Lowe maintained her acting career throughout the next decade, portraying various guest roles in several television shows before appearing in Young Sherlock: The Mystery of the Manor House as Mrs Cunliffe in 1982, and subsequently joining the cast of the 1984 BBC comedy drama Cockles as Mabel Gutteridge. In 1985, Lowe began portraying Mam in the BBC children's television series Jonny Briggs, starring in both series before the show's cancellation in 1987. In 1990, Lowe appeared in Perfect Scoundrels as Mrs. Frobisher and portrayed Toni Spuhler in an episode of the BBC2 anthology series Performance in 1992. In 1993, she made guest appearance in series' such as Gallowglass, May to December and Lovejoy. She also appeared in Cracker (1995) and Hetty Wainthropp Investigates (1996). Lowe also appeared in various stage productions including Who's Afraid of Virginia Woolf? (1992), The Card (1994) and My Mother Said I Never Should (1997).

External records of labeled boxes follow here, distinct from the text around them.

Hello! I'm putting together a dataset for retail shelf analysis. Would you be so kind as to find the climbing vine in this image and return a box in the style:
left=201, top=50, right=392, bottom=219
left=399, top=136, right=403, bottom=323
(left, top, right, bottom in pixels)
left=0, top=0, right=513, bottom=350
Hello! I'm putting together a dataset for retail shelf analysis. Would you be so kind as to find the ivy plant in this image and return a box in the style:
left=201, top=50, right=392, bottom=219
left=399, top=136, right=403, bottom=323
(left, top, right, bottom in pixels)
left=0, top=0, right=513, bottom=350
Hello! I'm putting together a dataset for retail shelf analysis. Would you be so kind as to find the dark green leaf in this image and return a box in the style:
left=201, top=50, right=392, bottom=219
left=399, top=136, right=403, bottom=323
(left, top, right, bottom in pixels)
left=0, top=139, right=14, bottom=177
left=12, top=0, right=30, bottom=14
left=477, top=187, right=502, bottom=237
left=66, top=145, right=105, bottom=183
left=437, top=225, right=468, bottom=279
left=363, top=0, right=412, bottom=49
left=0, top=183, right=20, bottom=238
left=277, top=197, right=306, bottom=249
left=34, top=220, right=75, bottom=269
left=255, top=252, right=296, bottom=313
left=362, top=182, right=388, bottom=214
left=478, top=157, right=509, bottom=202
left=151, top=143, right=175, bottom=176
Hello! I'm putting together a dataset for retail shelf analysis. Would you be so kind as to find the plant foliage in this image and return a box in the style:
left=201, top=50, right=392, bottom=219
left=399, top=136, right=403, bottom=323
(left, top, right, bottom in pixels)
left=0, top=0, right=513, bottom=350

In 1999, Lowe joined the cast of the ITV drama Bad Girls as Monica Lindsey, a middle-aged, middle-class woman who had been sentenced to five years imprisonment for handling stolen money. The character was released on appeal in the final episode of the first series, however Lowe briefly returned as Monica during the third series, in which she is seen having opened a halfway house for other prisoners.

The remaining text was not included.